Deploy replica set members across regions for geographic redundancy.

```javascript
// Example replica set config with multi-region members
rs.initiate({
  _id: "rs-production",
  members: [
    { _id: 0, host: "mongo-us-east-1:27017", priority: 10 },
    { _id: 1, host: "mongo-us-west-2:27017", priority: 5 },
    { _id: 2, host: "mongo-eu-west-1:27017", priority: 1 },
    { _id: 3, host: "mongo-us-east-1b:27017", priority: 0, hidden: true, tags: { role: "backup" } },
    { _id: 4, host: "mongo-us-east-1c:27017", arbiterOnly: true }
  ],
  settings: {
    getLastErrorDefaults: { w: "majority", wtimeout: 5000 }
  }
});
```

### Backup Verification

Regularly test that backups are restorable.

```javascript
// After restoring to a test environment, verify data integrity
const collections = db.getCollectionNames();
collections.forEach(name => {
  const count = db.getCollection(name).estimatedDocumentCount();
  const indexes = db.getCollection(name).getIndexes().length;
  print(`${name}: ${count} documents, ${indexes} indexes`);
});

// Validate a collection for internal consistency
db.orders.validate({ full: true });
```

### Backup Automation Script

```javascript
// Run from mongosh to log backup metadata
const backupRecord = {
  timestamp: new Date(),
  type: "full",
  method: "mongodump",
  databases: db.adminCommand({ listDatabases: 1 }).databases.map(d => ({
    name: d.name,
    sizeOnDisk: d.sizeOnDisk
  })),
  oplogPosition: db.getSiblingDB("local").oplog.rs.find().sort({ $natural: -1 }).limit(1).next().ts,
  status: "completed"
};

db.getSiblingDB("admin").getCollection("backupLog").insertOne(backupRecord);
print("Backup record logged:", backupRecord.timestamp);
```

## Data Retention Policies

### Active Data

Document data is retained indefinitely unless explicitly removed.
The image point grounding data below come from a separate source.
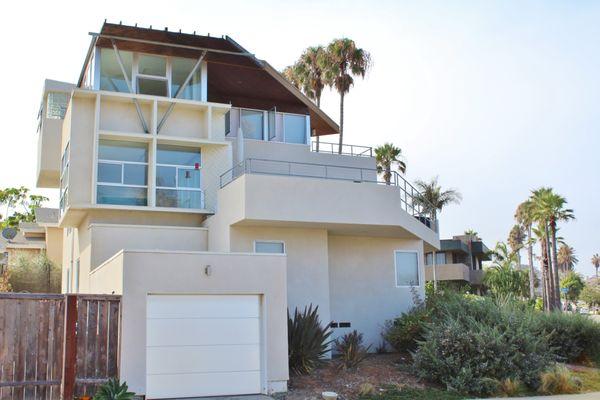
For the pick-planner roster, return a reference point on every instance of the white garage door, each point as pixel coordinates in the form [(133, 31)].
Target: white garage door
[(202, 345)]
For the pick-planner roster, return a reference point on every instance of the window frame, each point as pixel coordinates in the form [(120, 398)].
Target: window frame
[(419, 277)]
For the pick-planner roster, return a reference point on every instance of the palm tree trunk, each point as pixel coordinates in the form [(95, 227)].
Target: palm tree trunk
[(341, 122)]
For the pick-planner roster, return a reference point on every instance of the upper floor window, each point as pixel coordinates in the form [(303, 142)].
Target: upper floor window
[(122, 173)]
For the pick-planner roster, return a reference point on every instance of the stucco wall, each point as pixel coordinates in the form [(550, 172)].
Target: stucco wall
[(362, 283), (155, 272)]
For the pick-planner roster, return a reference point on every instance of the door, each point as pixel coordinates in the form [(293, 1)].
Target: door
[(202, 345)]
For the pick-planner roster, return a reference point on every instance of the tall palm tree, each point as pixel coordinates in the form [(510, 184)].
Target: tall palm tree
[(432, 198), (566, 258), (596, 262), (386, 157), (524, 217), (341, 62)]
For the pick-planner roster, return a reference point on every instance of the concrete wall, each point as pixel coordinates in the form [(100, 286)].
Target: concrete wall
[(362, 283), (144, 272)]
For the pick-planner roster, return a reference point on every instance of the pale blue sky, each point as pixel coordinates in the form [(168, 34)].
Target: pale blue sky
[(495, 97)]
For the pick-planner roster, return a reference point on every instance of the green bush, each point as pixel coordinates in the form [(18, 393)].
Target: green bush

Documents
marked with a `deletedAt` field are retained for 90 days before permanent
removal via a TTL index or scheduled cleanup job.

```javascript
// Create a TTL index for automatic document expiration
db.sessionLogs.createIndex(
  { "expiresAt": 1 },
  { expireAfterSeconds: 0 }
);
```

### Logs and Audit Trails

- API request logs: 90 days
- Audit logs: 1 year (for compliance)
- Error logs: 30 days

## Best Practices

1. **Automate backups** on a schedule matching your RPO requirements.
2. **Always include the oplog** when using mongodump for point-in-time recovery.
3. **Test restores regularly.** A backup you have never restored is not a backup.
4. **Monitor oplog window size.** Ensure the oplog retains enough history for your needs.
5. **Use Atlas managed backups** when possible for automated snapshots and restore.
6. **Store backups in a different region** from your primary deployment.
7. **Encrypt backups at rest** using `--gzip` with filesystem-level encryption.
8. **Document your recovery runbook** and practice failover drills quarterly.